# Office keeps configuring itself



## aestone (Jan 31, 2009)

Hello All:

Everytime I open a office application, it starts to configure itself and then it opens. How do I stop it from doing this, it is quite frustrating!


----------



## sobeit (Nov 11, 2007)

what version of office? do you have your office disk?


----------



## aestone (Jan 31, 2009)

Hi:

It is office professional 2010 and I have the disc image not a physical disc.


----------



## AlbertMC2 (Jul 15, 2010)

Hi

What operating system are you running ? WinXP / 7 / Vista
Are you logged in as an administrator?


----------



## aestone (Jan 31, 2009)

Hi: 

I am running windows 7 and I am running the installation as an administrator.


----------



## Amd_Man (Jan 27, 2009)

Have you tried repairing it? Go to programs and features and right click on Office 2010, select change and then repair.


----------



## aestone (Jan 31, 2009)

Hi:

Below is a copy of the specifications


----------



## AlbertMC2 (Jul 15, 2010)

Hi

You can try this:

1. Depending on your version browse to:
32bit/64bit version:*C:\Program Files\Microsoft Office\Office14*
or
32Bit Version on 64bit version of Win7: *C:\Program Files (x86)\Microsoft Office\Office14*

2. Right click on *Excel.exe* or *Winword.exe* -> *Run as Administrator* ->
Click *Yes *to Allow. (You may have to provide the Admin's password if you have a password on the Administrator's account.

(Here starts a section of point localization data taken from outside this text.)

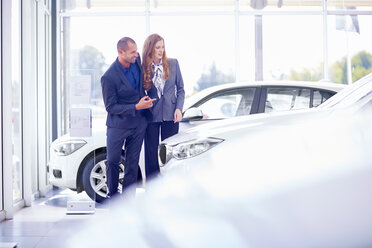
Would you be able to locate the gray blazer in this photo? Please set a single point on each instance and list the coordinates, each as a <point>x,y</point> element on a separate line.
<point>173,95</point>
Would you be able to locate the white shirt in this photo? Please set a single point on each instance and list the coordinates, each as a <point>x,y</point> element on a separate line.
<point>158,80</point>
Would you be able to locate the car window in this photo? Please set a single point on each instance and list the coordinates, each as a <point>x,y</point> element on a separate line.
<point>320,96</point>
<point>282,99</point>
<point>228,104</point>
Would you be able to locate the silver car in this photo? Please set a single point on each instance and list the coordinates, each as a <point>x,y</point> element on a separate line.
<point>78,162</point>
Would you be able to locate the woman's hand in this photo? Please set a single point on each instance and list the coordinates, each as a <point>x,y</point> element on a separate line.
<point>177,116</point>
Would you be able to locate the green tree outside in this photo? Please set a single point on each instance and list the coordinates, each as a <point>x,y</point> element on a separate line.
<point>361,66</point>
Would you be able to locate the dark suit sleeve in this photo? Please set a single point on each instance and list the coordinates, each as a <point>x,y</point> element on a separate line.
<point>110,98</point>
<point>180,89</point>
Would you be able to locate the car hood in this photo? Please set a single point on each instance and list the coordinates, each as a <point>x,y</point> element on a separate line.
<point>247,124</point>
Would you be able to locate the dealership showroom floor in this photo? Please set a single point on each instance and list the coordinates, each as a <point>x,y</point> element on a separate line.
<point>46,223</point>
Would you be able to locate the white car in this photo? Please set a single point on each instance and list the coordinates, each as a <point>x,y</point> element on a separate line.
<point>304,182</point>
<point>255,139</point>
<point>78,162</point>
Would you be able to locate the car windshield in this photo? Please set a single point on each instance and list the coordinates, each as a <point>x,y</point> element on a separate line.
<point>361,89</point>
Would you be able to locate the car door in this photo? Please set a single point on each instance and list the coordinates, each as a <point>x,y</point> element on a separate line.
<point>284,98</point>
<point>226,104</point>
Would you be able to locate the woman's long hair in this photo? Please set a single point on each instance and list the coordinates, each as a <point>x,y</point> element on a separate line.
<point>148,58</point>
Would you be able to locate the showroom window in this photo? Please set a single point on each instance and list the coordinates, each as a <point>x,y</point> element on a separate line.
<point>16,103</point>
<point>216,41</point>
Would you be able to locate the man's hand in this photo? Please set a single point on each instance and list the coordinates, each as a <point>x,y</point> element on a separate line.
<point>177,116</point>
<point>145,103</point>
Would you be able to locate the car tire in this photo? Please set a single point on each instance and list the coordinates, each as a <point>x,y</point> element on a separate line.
<point>94,177</point>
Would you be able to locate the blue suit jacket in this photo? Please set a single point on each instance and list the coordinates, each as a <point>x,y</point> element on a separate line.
<point>120,98</point>
<point>173,95</point>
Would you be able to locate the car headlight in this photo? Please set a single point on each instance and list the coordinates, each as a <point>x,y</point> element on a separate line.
<point>65,148</point>
<point>186,149</point>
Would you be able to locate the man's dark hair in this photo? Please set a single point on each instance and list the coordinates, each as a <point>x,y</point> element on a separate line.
<point>123,43</point>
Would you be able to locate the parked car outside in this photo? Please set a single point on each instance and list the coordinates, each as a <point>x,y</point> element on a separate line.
<point>78,163</point>
<point>237,140</point>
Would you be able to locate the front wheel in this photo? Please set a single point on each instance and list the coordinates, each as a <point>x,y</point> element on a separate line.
<point>94,177</point>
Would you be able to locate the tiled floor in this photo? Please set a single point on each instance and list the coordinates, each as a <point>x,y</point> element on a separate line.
<point>46,223</point>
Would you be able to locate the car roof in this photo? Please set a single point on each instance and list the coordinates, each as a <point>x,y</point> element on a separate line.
<point>227,86</point>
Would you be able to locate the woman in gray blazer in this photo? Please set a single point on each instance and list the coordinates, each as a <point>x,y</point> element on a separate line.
<point>163,81</point>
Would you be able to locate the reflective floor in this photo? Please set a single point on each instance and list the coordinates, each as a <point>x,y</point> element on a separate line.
<point>46,223</point>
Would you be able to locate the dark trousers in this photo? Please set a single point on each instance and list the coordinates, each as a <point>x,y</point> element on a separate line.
<point>166,129</point>
<point>132,139</point>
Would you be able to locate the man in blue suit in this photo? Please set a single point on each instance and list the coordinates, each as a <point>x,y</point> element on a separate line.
<point>128,111</point>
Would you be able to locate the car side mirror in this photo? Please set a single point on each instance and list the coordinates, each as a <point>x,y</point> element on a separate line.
<point>192,114</point>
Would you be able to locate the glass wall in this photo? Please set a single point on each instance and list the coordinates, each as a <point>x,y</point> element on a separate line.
<point>1,118</point>
<point>16,103</point>
<point>219,42</point>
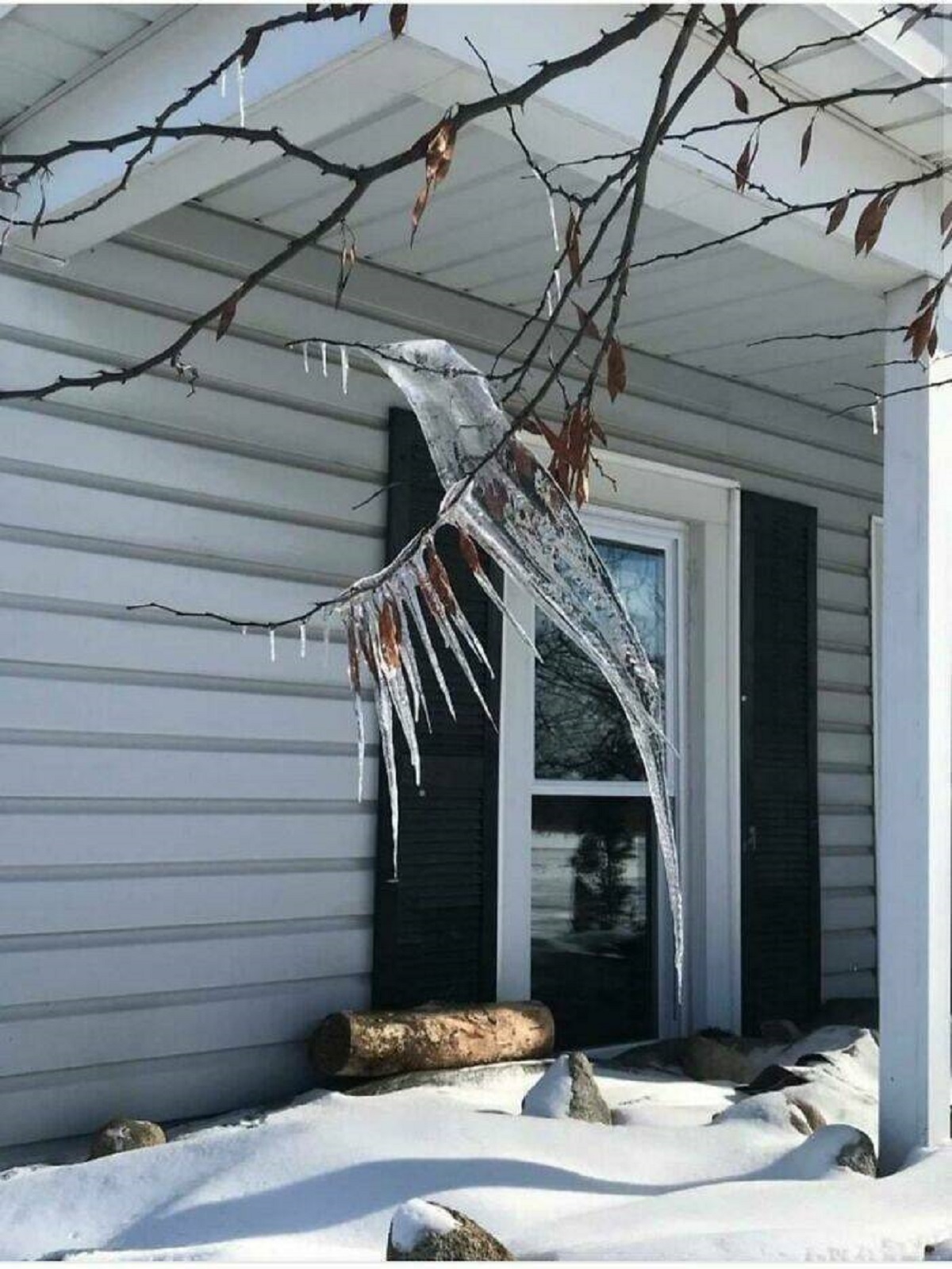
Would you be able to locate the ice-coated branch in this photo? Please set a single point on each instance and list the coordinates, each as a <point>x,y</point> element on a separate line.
<point>222,313</point>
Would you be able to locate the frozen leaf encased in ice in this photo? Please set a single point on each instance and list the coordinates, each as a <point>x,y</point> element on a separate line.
<point>501,498</point>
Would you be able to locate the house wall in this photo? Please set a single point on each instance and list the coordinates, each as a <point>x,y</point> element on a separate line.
<point>186,879</point>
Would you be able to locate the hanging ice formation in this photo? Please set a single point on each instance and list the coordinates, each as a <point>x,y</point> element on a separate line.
<point>520,518</point>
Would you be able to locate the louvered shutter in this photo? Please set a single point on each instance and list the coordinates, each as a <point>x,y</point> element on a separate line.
<point>436,927</point>
<point>780,863</point>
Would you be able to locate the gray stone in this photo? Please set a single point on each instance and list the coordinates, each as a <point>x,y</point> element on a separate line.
<point>716,1055</point>
<point>546,1098</point>
<point>587,1102</point>
<point>858,1155</point>
<point>465,1240</point>
<point>122,1135</point>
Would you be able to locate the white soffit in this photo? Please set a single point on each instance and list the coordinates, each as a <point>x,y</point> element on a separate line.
<point>44,47</point>
<point>488,234</point>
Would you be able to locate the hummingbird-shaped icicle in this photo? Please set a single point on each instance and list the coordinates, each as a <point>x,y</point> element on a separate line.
<point>512,506</point>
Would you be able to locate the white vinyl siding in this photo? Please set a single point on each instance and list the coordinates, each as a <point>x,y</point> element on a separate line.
<point>186,879</point>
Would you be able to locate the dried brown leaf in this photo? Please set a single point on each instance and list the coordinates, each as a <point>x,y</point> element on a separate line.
<point>253,38</point>
<point>806,141</point>
<point>740,98</point>
<point>742,171</point>
<point>617,372</point>
<point>348,258</point>
<point>440,578</point>
<point>871,221</point>
<point>731,25</point>
<point>389,633</point>
<point>226,317</point>
<point>470,551</point>
<point>495,500</point>
<point>397,19</point>
<point>440,155</point>
<point>919,333</point>
<point>837,213</point>
<point>353,658</point>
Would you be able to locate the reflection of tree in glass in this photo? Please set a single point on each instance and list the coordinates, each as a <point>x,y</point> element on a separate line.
<point>602,900</point>
<point>581,730</point>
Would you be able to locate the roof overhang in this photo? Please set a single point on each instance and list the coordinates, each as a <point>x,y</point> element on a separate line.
<point>313,83</point>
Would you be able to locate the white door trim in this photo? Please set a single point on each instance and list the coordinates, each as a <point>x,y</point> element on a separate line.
<point>708,510</point>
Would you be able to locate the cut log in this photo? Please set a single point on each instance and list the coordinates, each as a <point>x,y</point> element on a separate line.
<point>433,1038</point>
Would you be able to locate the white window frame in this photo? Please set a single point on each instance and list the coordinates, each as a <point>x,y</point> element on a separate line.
<point>702,514</point>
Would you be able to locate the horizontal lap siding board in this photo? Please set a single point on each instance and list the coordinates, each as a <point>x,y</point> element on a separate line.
<point>245,495</point>
<point>186,873</point>
<point>435,925</point>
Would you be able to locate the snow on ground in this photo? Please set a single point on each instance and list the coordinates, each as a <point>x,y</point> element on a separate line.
<point>321,1179</point>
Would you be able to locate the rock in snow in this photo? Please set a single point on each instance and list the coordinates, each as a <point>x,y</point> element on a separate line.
<point>429,1231</point>
<point>568,1090</point>
<point>121,1135</point>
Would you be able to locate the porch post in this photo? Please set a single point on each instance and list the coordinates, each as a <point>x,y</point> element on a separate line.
<point>914,879</point>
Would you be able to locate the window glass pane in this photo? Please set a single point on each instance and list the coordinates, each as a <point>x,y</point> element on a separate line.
<point>581,730</point>
<point>592,917</point>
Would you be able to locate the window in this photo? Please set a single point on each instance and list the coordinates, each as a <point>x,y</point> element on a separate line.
<point>579,879</point>
<point>593,910</point>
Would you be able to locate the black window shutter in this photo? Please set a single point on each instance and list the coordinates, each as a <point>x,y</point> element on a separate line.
<point>780,862</point>
<point>435,933</point>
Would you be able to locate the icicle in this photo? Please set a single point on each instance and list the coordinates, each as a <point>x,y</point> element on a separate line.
<point>450,639</point>
<point>551,211</point>
<point>501,606</point>
<point>413,603</point>
<point>408,660</point>
<point>361,744</point>
<point>385,721</point>
<point>240,70</point>
<point>393,682</point>
<point>353,663</point>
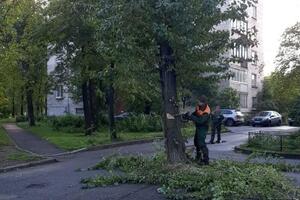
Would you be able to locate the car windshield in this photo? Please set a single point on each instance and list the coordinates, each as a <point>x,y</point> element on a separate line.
<point>263,114</point>
<point>239,113</point>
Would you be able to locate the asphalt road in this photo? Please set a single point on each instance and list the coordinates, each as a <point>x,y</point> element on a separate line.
<point>62,180</point>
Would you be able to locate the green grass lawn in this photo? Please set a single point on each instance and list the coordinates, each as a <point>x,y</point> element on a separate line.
<point>73,141</point>
<point>290,144</point>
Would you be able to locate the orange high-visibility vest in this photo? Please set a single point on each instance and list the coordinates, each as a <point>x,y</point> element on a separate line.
<point>200,112</point>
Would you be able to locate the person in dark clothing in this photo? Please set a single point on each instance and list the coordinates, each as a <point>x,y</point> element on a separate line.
<point>217,119</point>
<point>201,119</point>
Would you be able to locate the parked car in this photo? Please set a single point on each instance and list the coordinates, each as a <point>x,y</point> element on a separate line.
<point>232,117</point>
<point>123,115</point>
<point>291,121</point>
<point>267,118</point>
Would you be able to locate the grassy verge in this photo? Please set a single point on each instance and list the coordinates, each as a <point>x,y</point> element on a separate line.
<point>9,155</point>
<point>220,180</point>
<point>73,141</point>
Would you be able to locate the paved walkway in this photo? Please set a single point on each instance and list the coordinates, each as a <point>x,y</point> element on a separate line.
<point>62,180</point>
<point>30,142</point>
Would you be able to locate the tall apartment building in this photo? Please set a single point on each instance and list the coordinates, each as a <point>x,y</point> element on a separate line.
<point>248,76</point>
<point>59,100</point>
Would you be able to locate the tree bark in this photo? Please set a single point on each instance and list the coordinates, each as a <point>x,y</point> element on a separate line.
<point>13,113</point>
<point>174,143</point>
<point>92,103</point>
<point>22,105</point>
<point>30,109</point>
<point>86,108</point>
<point>111,105</point>
<point>46,106</point>
<point>148,106</point>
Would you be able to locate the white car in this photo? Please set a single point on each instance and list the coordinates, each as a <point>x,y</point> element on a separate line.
<point>232,117</point>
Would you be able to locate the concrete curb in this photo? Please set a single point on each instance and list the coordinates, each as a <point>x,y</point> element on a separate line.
<point>27,165</point>
<point>269,153</point>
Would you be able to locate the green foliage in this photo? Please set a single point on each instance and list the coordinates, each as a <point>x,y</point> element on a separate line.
<point>78,140</point>
<point>295,112</point>
<point>265,142</point>
<point>4,139</point>
<point>21,119</point>
<point>141,123</point>
<point>282,89</point>
<point>228,98</point>
<point>220,180</point>
<point>68,123</point>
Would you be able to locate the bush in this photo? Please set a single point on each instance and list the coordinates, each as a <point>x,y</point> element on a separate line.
<point>220,180</point>
<point>21,119</point>
<point>140,123</point>
<point>68,123</point>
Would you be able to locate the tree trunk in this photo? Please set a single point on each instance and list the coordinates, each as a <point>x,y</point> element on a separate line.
<point>46,106</point>
<point>86,109</point>
<point>13,113</point>
<point>92,103</point>
<point>147,109</point>
<point>175,146</point>
<point>22,105</point>
<point>111,105</point>
<point>30,109</point>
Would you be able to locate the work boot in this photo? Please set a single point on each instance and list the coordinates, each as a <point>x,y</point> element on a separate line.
<point>205,158</point>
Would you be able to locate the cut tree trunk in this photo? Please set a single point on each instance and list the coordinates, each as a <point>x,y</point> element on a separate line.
<point>13,107</point>
<point>92,103</point>
<point>30,109</point>
<point>111,105</point>
<point>174,143</point>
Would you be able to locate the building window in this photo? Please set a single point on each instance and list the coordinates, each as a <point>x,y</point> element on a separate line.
<point>254,57</point>
<point>239,75</point>
<point>254,80</point>
<point>240,51</point>
<point>241,26</point>
<point>254,12</point>
<point>79,111</point>
<point>244,100</point>
<point>59,92</point>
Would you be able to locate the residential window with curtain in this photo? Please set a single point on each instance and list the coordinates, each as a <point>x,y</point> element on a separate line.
<point>244,100</point>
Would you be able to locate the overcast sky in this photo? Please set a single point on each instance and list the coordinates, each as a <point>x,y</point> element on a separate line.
<point>278,15</point>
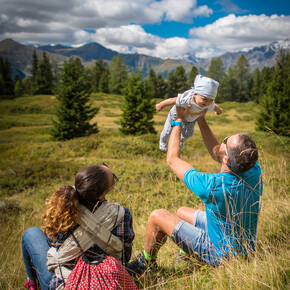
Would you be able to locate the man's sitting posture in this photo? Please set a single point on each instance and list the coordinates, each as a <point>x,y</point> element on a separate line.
<point>231,197</point>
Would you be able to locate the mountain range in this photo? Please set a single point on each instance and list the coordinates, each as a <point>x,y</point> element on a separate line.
<point>20,57</point>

3. Allow Word/Excel to configure itself.

Then close everything and try opening your Office Application as you normally would.


----------



## aestone (Jan 31, 2009)

Hi:

There is no excel.exe or winword.exe in the office directory. These files cannot be found.


----------



## Amd_Man (Jan 27, 2009)

That's why in post #6 I suggested to repair the installation. It has obviously become corrupt and needs to be either repaired or reinstalled. If you don't follow any suggestions then I don't know how we can be of any help.


----------



## aestone (Jan 31, 2009)

Hello:

I have repaired the installation and it still does the same thing. I have also reinstalled the program and the same thing keeps happening.


----------



## Amd_Man (Jan 27, 2009)

Try right clicking the office program in programs and features. Select change and then Add or Remove Features. On the next window that opens you right click on the office apps you plan on using and select Run All from My Computer (See pic below). You will need the install disk in your rom drive for this. Now all the configuration files will be there and it should not do that anymore.


----------



## aestone (Jan 31, 2009)

Hi I tried that but no go. It still reconfigures itself everytime I open outlook or any other office application. Any other suggestions?


----------



## Amd_Man (Jan 27, 2009)

That should do it. I always install it on every clients and my computer and never get that message. Is it a legal copy?


----------



## sobeit (Nov 11, 2007)

was there an office version on the computer prior to 2010 install? If so it may not have been completely removed thus causing the problem.


----------



## aestone (Jan 31, 2009)

Hi:

Yes, Office 2007 was on the computer prior to installing Office 2010. How do I remove any the other version of office without removing office 2010?


----------



## aestone (Jan 31, 2009)

Hi:

Yes, it is a legal copy


----------



## sobeit (Nov 11, 2007)

see the following for some possible solutions

http://social.technet.microsoft.com...o/thread/f57b0878-7dea-4114-960a-6e4f4bf1a404


----------



## aestone (Jan 31, 2009)

Hello:

I have tried these and still the problem exists.


----------